Lynch, çatışmanın tarafları ve bölgede yaşayan insanlarla konuşan gazetecilerin kalıp tanımlamalardan kurtularak gerçeğe daha fazla yaklaştığını söyledi.
Kadının medyadaki temsiliyle ilgili soruları da kadınların görünür oldukça, temsillerinin de buna mukabil artacağını düşündüğünü söyleyerek yanıtlayan Lynch, aynı şekilde medyada ne kadar fazla barış konuşulursa, barışın tesisinin daha da yaklaşacağını düşündüğünü ifade etti.
“Eleştirel özfarkındalık”
Lynch, toplantıdaki gazetecilerden, Türkiye’de gazetecilik yapmanın nasıl olduğunu, ne gibi zorluklarla karşılaştıklarını da dinledi.

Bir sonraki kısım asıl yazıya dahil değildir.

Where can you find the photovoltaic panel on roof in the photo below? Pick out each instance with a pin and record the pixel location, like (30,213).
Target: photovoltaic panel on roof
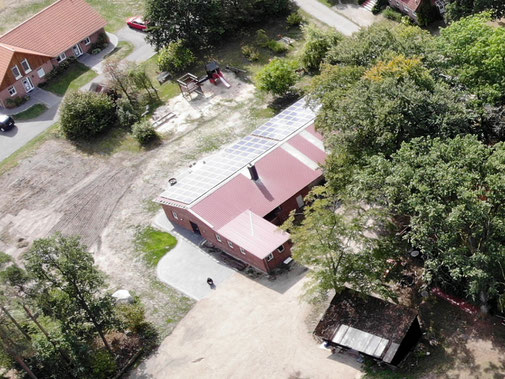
(217,169)
(287,122)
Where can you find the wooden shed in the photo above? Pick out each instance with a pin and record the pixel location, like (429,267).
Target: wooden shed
(369,325)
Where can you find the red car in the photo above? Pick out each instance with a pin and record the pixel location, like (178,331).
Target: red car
(137,22)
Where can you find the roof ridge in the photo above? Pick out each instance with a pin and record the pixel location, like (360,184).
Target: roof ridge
(28,19)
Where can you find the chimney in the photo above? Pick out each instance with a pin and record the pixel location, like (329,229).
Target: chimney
(253,172)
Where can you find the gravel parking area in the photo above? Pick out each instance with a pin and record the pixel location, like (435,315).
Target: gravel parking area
(249,328)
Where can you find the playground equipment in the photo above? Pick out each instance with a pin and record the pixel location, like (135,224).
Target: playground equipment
(215,75)
(189,83)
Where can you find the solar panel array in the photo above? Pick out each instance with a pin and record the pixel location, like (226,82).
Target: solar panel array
(223,165)
(286,122)
(217,169)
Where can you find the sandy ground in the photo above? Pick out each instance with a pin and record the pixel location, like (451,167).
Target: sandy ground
(103,198)
(249,328)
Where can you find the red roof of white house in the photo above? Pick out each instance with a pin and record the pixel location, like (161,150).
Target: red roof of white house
(281,175)
(254,234)
(55,28)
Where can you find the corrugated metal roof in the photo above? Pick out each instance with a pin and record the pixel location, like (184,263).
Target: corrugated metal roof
(254,234)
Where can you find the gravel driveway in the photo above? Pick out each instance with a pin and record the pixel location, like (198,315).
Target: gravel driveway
(248,329)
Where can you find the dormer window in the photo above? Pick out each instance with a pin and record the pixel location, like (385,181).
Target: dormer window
(26,66)
(16,72)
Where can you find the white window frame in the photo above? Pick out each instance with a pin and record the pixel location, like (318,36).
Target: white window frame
(61,57)
(28,64)
(15,67)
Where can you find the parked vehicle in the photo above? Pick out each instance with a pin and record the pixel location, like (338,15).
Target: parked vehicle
(137,22)
(6,123)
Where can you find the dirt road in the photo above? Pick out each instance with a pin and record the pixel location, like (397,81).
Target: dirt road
(248,329)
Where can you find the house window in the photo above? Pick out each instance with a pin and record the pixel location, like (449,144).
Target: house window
(26,66)
(61,57)
(16,72)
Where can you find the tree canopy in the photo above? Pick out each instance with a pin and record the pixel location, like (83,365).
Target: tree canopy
(451,191)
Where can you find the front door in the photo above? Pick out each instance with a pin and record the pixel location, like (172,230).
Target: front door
(77,50)
(27,82)
(195,227)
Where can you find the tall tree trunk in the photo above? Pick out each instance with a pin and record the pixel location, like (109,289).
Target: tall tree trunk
(27,336)
(9,346)
(63,354)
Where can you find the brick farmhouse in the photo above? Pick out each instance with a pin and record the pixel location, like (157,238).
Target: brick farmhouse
(237,199)
(28,52)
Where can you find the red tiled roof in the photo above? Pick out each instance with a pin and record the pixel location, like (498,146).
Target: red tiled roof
(254,234)
(56,28)
(281,176)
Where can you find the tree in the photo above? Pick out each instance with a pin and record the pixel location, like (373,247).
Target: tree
(202,23)
(72,286)
(278,77)
(473,51)
(457,9)
(332,242)
(317,44)
(175,57)
(451,192)
(392,102)
(86,114)
(117,73)
(381,41)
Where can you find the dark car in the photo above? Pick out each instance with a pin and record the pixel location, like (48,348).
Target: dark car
(6,123)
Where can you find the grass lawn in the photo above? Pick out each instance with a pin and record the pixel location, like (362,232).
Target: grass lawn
(32,112)
(122,50)
(72,79)
(154,244)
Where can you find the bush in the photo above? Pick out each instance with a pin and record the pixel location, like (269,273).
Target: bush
(175,57)
(277,47)
(126,114)
(101,42)
(278,76)
(250,52)
(295,19)
(392,14)
(14,102)
(144,132)
(318,43)
(86,114)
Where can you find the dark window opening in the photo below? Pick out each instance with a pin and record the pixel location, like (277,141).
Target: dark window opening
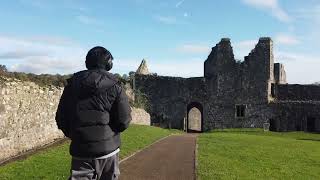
(273,90)
(240,111)
(311,122)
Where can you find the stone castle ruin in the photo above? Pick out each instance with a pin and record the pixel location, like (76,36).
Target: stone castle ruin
(232,94)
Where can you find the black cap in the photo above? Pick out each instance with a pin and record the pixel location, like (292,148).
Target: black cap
(99,58)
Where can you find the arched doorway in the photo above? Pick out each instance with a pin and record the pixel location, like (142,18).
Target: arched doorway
(194,117)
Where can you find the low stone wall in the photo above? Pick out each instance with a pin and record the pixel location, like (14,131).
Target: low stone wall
(27,114)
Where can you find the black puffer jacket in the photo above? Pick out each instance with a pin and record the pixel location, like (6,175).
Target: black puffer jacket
(92,112)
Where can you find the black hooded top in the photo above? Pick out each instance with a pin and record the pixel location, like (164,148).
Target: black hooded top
(92,112)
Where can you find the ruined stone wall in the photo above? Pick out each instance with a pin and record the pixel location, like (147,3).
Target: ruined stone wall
(168,97)
(296,116)
(27,114)
(280,74)
(257,84)
(296,92)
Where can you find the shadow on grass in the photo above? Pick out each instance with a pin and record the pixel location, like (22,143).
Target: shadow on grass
(309,139)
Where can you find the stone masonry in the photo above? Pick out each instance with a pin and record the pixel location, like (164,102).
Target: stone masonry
(233,94)
(27,116)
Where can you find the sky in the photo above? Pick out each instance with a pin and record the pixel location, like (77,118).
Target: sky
(174,36)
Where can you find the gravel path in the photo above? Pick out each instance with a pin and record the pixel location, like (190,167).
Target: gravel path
(171,158)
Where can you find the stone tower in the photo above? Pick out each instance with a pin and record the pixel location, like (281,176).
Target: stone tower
(143,68)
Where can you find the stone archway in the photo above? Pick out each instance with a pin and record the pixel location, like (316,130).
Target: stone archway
(194,117)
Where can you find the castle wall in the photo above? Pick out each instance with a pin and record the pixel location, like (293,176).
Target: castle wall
(296,92)
(168,98)
(280,74)
(255,88)
(296,116)
(27,116)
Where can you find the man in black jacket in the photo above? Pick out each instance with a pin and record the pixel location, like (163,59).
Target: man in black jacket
(92,112)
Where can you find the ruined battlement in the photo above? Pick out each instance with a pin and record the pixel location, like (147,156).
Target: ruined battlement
(234,94)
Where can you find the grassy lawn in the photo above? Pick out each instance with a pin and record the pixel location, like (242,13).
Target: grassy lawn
(254,154)
(54,163)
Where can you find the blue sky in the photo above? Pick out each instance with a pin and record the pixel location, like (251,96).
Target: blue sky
(174,36)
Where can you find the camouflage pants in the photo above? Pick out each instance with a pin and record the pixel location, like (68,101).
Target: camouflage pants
(95,169)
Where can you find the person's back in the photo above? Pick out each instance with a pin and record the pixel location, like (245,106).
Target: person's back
(92,112)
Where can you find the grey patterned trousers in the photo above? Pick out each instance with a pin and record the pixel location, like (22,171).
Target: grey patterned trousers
(95,169)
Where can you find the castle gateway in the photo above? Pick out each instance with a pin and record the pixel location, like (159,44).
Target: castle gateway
(233,94)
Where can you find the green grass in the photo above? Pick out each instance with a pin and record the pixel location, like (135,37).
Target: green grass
(54,163)
(254,154)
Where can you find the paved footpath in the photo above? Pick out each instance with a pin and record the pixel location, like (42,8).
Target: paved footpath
(171,158)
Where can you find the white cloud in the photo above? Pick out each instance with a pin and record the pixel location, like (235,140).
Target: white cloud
(41,55)
(167,19)
(179,3)
(187,67)
(271,6)
(243,48)
(285,39)
(87,20)
(193,48)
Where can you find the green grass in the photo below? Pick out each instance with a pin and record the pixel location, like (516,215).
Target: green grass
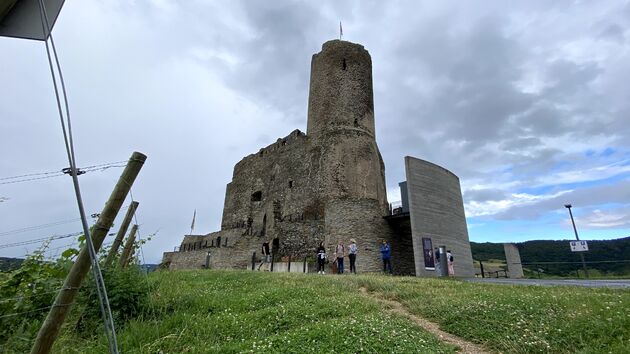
(239,311)
(235,312)
(518,319)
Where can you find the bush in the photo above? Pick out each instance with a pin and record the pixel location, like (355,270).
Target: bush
(128,293)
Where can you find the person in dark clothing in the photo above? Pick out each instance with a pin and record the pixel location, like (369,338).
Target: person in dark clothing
(352,255)
(386,255)
(321,258)
(266,255)
(340,252)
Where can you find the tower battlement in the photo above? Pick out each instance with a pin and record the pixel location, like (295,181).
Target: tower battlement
(341,93)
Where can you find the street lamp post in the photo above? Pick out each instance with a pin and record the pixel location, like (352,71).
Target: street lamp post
(568,206)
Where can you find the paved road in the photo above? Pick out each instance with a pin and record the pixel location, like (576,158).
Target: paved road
(617,283)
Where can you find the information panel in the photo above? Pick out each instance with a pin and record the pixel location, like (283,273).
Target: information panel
(579,246)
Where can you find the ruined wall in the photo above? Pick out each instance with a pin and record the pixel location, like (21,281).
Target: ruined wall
(272,195)
(513,260)
(304,189)
(436,209)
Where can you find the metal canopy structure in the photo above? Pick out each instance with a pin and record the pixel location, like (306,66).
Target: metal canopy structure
(22,18)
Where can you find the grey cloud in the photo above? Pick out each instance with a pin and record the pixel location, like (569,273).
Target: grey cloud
(484,195)
(613,193)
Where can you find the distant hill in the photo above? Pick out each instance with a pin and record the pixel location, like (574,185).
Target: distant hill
(603,252)
(9,264)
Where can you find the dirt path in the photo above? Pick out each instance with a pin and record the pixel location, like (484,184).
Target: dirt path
(396,307)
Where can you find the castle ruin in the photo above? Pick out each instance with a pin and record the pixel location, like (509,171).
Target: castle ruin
(326,185)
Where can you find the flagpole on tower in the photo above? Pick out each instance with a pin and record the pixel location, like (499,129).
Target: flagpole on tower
(192,225)
(340,31)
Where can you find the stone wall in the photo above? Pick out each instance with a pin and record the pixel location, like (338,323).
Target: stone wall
(436,209)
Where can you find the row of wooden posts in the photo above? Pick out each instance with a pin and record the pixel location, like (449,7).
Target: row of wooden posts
(65,298)
(273,261)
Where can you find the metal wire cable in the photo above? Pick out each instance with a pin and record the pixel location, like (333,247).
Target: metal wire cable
(68,140)
(46,175)
(38,227)
(38,240)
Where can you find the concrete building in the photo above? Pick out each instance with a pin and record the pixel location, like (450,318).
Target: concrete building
(325,186)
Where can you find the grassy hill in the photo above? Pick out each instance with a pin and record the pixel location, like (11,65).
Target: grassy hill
(599,256)
(240,312)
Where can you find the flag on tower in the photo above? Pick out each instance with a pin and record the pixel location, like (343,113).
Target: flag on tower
(192,226)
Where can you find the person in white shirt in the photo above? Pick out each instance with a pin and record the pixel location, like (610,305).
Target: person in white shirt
(352,255)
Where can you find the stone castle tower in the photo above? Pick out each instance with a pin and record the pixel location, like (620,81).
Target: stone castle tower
(326,185)
(329,185)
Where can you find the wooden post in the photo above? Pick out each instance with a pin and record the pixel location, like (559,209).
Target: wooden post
(56,316)
(273,255)
(121,233)
(127,251)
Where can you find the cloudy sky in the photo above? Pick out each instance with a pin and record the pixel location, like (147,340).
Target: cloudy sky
(527,102)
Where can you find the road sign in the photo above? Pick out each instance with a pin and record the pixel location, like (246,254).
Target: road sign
(579,246)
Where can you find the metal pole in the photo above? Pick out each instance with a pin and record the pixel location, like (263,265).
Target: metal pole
(50,328)
(121,233)
(568,206)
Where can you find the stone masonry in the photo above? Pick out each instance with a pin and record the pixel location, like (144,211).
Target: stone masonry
(323,186)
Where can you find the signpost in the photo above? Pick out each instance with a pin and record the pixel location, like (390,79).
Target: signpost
(578,246)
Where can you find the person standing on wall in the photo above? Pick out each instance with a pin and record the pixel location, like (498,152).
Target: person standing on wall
(386,255)
(352,255)
(321,258)
(438,266)
(339,253)
(266,256)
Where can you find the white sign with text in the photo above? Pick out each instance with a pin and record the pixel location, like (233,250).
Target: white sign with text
(579,246)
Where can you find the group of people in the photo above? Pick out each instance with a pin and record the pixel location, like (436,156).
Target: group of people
(340,252)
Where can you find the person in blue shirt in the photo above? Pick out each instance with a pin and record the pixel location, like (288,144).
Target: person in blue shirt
(386,255)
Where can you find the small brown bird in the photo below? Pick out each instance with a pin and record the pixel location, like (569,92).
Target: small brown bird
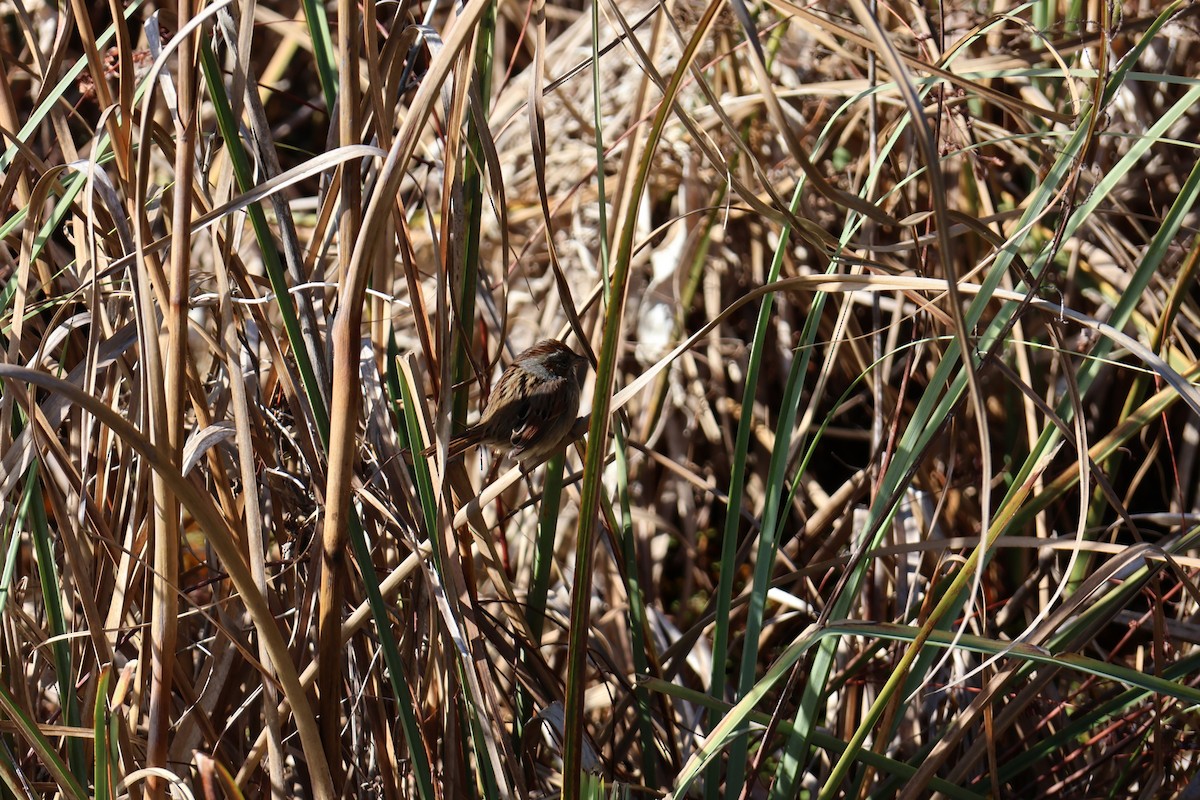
(534,405)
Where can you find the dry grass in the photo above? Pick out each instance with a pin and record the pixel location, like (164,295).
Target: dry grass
(808,548)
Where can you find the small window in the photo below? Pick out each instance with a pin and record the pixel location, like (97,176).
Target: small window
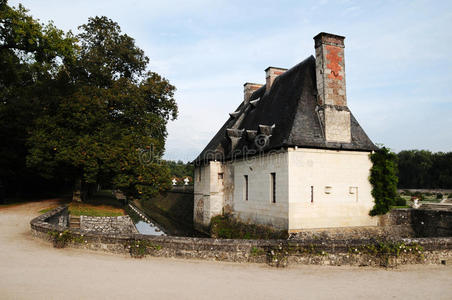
(312,194)
(246,187)
(273,187)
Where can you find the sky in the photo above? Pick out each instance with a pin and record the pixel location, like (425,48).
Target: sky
(397,54)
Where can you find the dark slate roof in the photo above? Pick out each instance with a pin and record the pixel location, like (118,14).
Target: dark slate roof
(290,105)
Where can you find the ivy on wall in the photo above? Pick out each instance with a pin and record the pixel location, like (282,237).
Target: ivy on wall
(383,177)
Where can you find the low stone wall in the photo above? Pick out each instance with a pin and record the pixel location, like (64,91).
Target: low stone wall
(107,225)
(322,251)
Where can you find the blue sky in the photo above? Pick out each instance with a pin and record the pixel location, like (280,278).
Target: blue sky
(398,58)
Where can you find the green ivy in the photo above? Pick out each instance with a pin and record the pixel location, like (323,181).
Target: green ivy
(383,177)
(139,249)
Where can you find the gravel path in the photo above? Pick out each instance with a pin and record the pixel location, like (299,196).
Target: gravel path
(32,269)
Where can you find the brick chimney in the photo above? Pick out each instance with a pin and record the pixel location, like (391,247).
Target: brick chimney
(270,74)
(249,88)
(332,99)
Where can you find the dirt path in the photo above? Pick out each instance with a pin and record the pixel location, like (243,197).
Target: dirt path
(32,269)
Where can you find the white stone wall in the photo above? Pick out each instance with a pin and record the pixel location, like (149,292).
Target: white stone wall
(341,189)
(259,207)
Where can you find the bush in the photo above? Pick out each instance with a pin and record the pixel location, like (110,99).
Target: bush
(383,177)
(400,201)
(226,227)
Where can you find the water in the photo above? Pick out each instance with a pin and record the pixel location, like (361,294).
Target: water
(147,228)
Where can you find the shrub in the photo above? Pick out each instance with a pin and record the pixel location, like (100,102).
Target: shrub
(226,227)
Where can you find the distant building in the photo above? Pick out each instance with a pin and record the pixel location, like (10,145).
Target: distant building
(292,155)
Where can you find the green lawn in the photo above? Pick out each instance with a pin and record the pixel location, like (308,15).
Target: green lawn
(102,204)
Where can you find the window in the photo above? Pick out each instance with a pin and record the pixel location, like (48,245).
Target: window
(273,187)
(245,190)
(312,194)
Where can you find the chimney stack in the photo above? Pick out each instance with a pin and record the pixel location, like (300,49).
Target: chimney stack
(270,74)
(249,88)
(332,99)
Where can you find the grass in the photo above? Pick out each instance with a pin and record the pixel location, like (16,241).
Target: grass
(85,209)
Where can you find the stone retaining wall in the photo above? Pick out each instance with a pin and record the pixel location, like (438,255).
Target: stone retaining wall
(322,251)
(107,225)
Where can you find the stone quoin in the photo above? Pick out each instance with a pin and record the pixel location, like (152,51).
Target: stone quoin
(292,155)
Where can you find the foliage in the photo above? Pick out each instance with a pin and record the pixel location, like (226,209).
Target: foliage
(108,125)
(84,209)
(383,177)
(226,227)
(173,211)
(424,169)
(180,169)
(399,201)
(32,55)
(385,250)
(60,239)
(140,248)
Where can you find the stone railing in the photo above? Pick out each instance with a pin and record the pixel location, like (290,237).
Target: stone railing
(275,252)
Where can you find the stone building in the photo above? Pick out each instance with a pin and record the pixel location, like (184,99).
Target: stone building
(292,155)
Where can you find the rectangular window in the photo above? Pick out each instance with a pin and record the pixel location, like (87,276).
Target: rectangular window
(245,190)
(312,194)
(273,187)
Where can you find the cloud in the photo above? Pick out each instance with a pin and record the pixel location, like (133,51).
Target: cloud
(398,61)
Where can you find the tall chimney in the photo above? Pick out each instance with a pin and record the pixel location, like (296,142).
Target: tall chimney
(270,74)
(332,99)
(249,88)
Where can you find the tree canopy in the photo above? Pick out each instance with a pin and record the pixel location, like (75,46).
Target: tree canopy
(86,107)
(424,169)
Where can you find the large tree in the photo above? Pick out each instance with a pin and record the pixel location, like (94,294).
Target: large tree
(31,55)
(108,124)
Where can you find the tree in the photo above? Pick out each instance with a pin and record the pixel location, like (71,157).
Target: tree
(424,169)
(383,177)
(111,114)
(31,56)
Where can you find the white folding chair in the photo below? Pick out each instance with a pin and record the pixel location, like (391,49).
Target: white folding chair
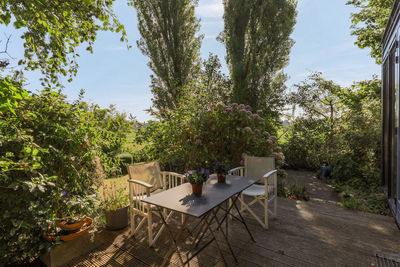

Ayrıca haber yazımında gazetecilerin en çok düştükleri ikilemin, “gerçek” ile “iddiayı” karıştırmak olduğunu, gazetecilerin haber yazımında bu ikisinin arasındaki çizgiyi çekmek için sürekli kendilerine soru sormanın önemine değindi.
“Eleştirel özfarkındalığın” gazetecilerin her zaman hatırlaması gereken bir kavram olduğunun altını çizen Dr. Lynch, gazetecilerin kendi kendine “Bu haber bana neden geldi, nasıl geldi, bu bilgilere nasıl ulaştım” soruları yöneltmesinin doğru olacağını savundu.
Son olarak da barış gazeteciliğine ulaşmanın zaman alacağını ancak çabaların sonuç vereceğine inandığını söyledi.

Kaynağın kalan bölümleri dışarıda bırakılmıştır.